Value Investors Tell Stories about Value?
Yet every projection rests on two assumptions:
- First, great companies make money and grow predictably
- Second, an over- or undervalued stock price will eventually correct to the true underlying value of the company
Over time, these assumptions hold up pretty well.
Though all of this may sound complicated, an hour of research or less can help you answer "is this a good stock to buy right now?" for most of the stocks out there, especially if you've narrowed down your choices to three or four good possibilities. In an afternoon you can decide what you really should buy. Here's where your story lines come in.
What's a Stock's Story?
The stock's story is simple. You have to answer one question. How will the company make more money?
To answer that, you have to learn a few things about the company's business. What does it sell? Who are its customers? How often do they buy? How much work is it to get new customers or to keep existing customers?
What's the market for the product or service? Is that market growing or shrinking? Are there similar markets to enter or leave?

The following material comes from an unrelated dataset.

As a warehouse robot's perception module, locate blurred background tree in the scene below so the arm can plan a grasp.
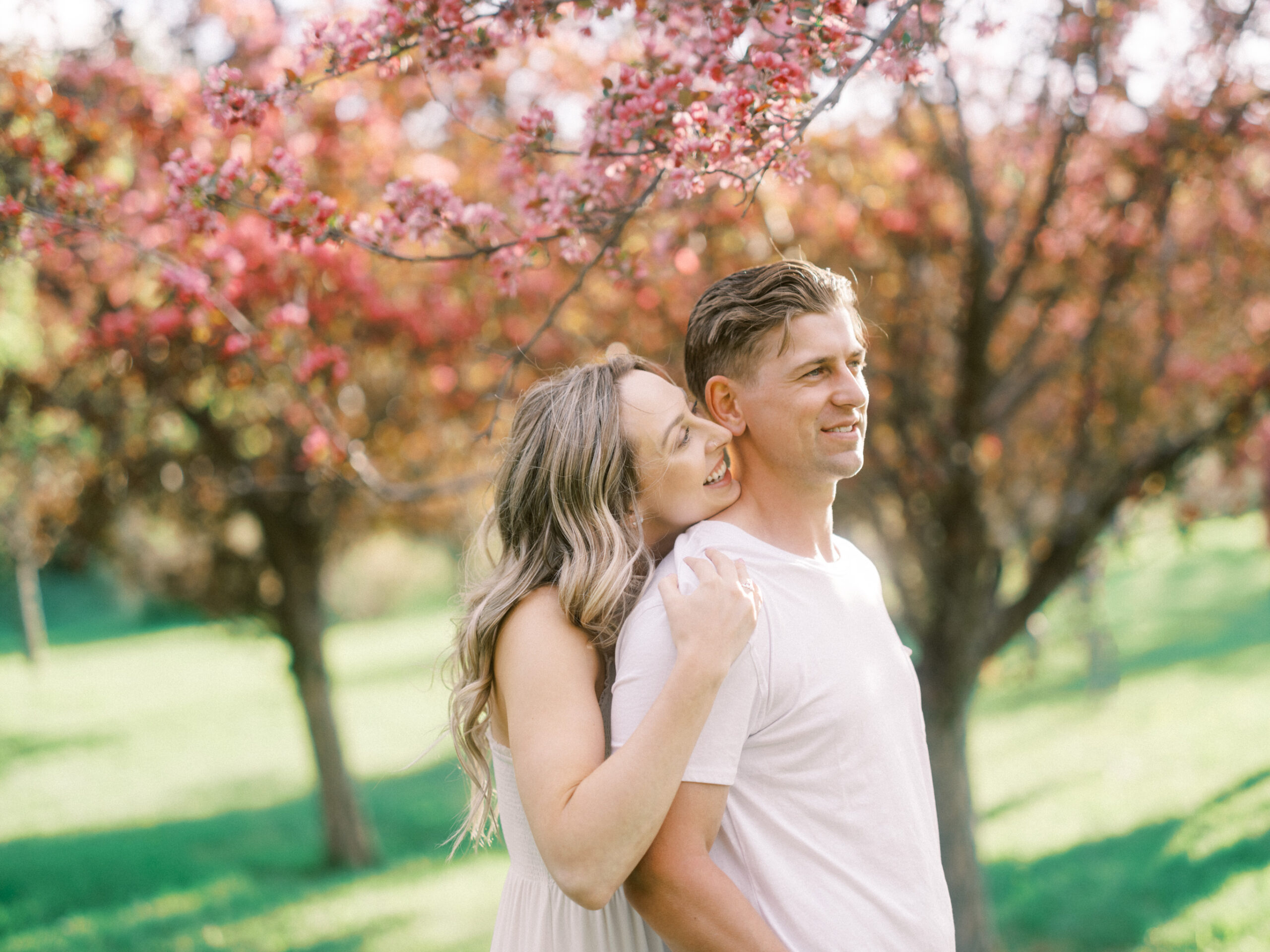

How much competition does the company have? Is it easy for competitors to enter the marketplace? What advantage does the company have over competition? (A brand name, expensive factory, important people or inventions that are difficult to reproduce, prime real estate.)
How much further can the company grow? How much does it cost to expand? A small company can double in size much more easily and quickly than a huge company; that's why stocks like Facebook have limited growth potential compared to plucky little startups.
Are there any obstacles in the way of growth? (Regulatory issues, management scandals, risky ventures.)
Who manages the business? How long have they been there? What's their background? Where were they before? What's their philosophy?
When Should You Buy a Stock?
If you've done your homework and found a storyline to explain how the company will produce real value, your last task is to determine whether your story is plausible. Can the company really meet your expectations over the next five or ten years? What could go wrong? What has to go right? You don't have to predict the future in complete detail, but your story needs to hold together.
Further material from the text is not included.